As bonecas russas (babuchkas) foram criadas com o intuito de se encaixar umas nas outras, recriando a mesma figura, de um outro tamanho. A cada descoberta de uma figura, em uma montagem feita em camadas que se sobrepõem, uma nova e surpreendentemente curiosa figura menor se apresenta. São artesanatos, originariamente, pintados um a um, que vão criando em seu conjunto a imagem de infinidade. É como se pudéssemos sempre esperar mais e mais bonecas saindo dali de dentro.

E as personagens apresentadas neste filme podem ser simbolizadas como as bonecas russas, porque elas se descobrem perante as diversas experiências que vivem, e consequentemente, com as experiências novas, elas têm a oportunidade de reconher a si próprias e a infinidade de características que as fortalecem e as acompanhavam em seu trajeto de vida.

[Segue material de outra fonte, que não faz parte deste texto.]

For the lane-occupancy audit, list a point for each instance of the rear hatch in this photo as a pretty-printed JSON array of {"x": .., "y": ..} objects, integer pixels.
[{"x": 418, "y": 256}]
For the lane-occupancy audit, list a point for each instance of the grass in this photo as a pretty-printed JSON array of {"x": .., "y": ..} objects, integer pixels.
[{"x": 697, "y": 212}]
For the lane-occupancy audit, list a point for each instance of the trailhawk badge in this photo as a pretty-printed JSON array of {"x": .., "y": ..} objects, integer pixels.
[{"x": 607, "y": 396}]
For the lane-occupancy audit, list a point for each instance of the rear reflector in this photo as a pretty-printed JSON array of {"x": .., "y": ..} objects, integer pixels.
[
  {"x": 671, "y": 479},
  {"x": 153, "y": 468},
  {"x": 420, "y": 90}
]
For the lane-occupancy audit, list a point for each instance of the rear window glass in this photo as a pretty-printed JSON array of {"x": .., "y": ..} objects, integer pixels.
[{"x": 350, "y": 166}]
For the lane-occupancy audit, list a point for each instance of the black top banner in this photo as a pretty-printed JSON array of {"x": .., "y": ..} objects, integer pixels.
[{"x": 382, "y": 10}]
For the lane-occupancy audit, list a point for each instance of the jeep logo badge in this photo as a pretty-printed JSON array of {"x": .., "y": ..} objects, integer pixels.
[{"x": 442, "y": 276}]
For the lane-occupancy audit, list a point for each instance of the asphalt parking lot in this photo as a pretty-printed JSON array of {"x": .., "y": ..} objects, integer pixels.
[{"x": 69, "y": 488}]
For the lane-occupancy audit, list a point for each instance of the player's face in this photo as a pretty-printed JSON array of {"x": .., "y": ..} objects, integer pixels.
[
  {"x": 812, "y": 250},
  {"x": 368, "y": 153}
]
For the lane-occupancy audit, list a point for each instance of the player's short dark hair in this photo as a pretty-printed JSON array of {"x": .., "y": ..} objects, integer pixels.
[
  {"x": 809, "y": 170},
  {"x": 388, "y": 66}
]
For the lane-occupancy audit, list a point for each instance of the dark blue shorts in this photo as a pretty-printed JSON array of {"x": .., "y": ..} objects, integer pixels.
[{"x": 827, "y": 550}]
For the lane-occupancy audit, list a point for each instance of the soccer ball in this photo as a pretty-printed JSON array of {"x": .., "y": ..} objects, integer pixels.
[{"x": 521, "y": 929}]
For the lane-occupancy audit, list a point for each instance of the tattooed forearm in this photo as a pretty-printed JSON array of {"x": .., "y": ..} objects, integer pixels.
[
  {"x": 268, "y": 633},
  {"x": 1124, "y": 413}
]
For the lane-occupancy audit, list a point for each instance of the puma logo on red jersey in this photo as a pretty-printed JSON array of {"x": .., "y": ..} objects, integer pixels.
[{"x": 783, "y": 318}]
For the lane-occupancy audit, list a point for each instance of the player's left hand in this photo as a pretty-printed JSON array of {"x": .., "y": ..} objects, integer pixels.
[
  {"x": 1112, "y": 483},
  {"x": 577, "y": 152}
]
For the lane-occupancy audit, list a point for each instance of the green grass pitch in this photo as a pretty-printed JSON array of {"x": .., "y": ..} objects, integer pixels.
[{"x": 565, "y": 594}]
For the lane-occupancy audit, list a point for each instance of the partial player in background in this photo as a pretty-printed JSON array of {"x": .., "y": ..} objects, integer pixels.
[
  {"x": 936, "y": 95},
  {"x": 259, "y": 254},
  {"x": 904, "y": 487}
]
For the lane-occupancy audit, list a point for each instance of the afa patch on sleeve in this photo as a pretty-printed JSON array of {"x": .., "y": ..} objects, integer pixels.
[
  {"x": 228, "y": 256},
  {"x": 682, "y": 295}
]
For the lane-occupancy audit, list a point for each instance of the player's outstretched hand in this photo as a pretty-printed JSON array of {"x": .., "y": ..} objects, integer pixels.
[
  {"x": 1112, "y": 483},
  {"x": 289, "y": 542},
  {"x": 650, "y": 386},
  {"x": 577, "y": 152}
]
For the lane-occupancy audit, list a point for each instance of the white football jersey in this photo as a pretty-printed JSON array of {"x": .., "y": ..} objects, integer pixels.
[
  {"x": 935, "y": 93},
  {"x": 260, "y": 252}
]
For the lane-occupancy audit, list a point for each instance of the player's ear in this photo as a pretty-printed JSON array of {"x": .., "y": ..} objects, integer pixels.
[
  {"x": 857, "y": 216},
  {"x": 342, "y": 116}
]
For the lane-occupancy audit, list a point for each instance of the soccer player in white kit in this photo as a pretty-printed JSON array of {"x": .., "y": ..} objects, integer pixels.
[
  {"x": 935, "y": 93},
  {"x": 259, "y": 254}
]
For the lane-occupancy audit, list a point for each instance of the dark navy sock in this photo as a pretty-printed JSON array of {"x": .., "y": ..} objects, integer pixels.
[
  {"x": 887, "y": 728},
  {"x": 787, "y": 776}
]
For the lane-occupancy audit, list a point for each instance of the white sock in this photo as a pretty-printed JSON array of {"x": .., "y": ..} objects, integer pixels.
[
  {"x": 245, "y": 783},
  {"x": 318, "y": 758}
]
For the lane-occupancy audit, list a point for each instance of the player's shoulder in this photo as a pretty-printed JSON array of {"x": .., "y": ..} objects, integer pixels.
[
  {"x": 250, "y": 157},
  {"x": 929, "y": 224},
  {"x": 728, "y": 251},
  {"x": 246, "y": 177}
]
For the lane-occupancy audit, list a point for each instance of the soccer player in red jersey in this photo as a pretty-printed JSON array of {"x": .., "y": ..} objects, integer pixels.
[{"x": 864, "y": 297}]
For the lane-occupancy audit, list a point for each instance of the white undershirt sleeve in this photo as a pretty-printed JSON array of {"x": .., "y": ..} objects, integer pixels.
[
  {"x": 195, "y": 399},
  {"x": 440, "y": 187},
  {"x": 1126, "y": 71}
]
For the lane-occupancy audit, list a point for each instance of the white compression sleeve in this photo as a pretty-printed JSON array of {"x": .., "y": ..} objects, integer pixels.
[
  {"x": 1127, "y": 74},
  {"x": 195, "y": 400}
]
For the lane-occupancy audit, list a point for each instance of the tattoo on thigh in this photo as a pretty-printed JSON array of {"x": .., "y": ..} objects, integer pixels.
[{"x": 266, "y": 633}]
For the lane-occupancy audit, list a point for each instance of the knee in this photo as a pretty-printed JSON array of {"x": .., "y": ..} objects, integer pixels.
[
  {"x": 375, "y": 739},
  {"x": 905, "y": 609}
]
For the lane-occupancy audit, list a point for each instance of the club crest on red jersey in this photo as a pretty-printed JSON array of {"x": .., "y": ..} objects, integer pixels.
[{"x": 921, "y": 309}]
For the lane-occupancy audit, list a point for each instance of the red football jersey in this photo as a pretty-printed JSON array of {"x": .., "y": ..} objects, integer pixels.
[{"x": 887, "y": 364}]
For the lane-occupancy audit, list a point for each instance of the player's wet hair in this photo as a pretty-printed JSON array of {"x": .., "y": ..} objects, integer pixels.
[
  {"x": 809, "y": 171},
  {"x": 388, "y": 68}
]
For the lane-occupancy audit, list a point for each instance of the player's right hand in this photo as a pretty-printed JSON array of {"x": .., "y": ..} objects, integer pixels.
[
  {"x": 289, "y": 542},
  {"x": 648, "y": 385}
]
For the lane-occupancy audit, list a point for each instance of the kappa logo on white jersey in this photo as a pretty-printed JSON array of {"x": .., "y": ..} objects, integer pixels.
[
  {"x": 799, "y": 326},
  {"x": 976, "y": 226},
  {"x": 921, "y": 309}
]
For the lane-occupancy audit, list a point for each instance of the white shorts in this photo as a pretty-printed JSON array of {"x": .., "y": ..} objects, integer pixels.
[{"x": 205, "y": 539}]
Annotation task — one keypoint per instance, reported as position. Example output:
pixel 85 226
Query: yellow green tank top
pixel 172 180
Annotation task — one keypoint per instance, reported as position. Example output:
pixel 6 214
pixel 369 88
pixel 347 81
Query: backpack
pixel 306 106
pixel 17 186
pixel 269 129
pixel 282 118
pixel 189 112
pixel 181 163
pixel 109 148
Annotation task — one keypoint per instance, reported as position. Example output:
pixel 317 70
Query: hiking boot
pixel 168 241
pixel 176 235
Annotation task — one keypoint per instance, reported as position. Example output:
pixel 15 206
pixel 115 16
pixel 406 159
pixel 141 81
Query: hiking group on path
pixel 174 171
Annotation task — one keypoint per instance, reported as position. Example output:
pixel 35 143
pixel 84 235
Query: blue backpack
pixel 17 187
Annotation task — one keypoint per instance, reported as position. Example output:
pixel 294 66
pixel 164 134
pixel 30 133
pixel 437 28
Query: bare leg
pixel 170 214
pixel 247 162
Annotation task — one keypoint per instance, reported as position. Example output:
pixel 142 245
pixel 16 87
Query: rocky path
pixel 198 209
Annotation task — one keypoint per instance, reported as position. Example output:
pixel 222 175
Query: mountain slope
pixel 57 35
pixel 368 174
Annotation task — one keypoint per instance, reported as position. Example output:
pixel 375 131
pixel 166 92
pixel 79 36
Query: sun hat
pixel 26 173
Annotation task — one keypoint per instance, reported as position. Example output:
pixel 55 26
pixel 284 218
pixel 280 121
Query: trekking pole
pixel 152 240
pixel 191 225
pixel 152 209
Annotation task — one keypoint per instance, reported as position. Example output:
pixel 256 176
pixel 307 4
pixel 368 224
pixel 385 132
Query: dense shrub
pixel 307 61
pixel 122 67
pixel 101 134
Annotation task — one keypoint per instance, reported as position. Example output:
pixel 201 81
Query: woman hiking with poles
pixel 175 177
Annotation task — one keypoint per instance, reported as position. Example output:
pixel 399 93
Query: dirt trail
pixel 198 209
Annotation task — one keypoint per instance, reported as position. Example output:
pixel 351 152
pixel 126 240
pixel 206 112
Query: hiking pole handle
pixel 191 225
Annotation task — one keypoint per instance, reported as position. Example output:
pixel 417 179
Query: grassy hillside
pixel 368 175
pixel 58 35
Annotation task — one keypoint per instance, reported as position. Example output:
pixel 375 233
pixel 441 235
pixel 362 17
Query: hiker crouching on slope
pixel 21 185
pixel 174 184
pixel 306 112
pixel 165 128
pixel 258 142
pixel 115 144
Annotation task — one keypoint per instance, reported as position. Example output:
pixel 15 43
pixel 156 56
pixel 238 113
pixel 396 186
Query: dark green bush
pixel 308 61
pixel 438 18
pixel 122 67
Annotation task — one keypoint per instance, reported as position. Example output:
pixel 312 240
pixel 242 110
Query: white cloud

A mulher consegue se perceber maior ou menor, até com variações que não aparecem de pronto, pois o jogo de poder se transformar e se descobrir, encaixando-se para se encobrir ou se revelando, forma sua história, segundo Dr. Luiz Cuschnir (Coordenador do Gender Group do Serviço de Psicoterapia do Instituto de Psiquiatria do Hospital das Clínicas da Faculdade de Medicina da USP, 2007).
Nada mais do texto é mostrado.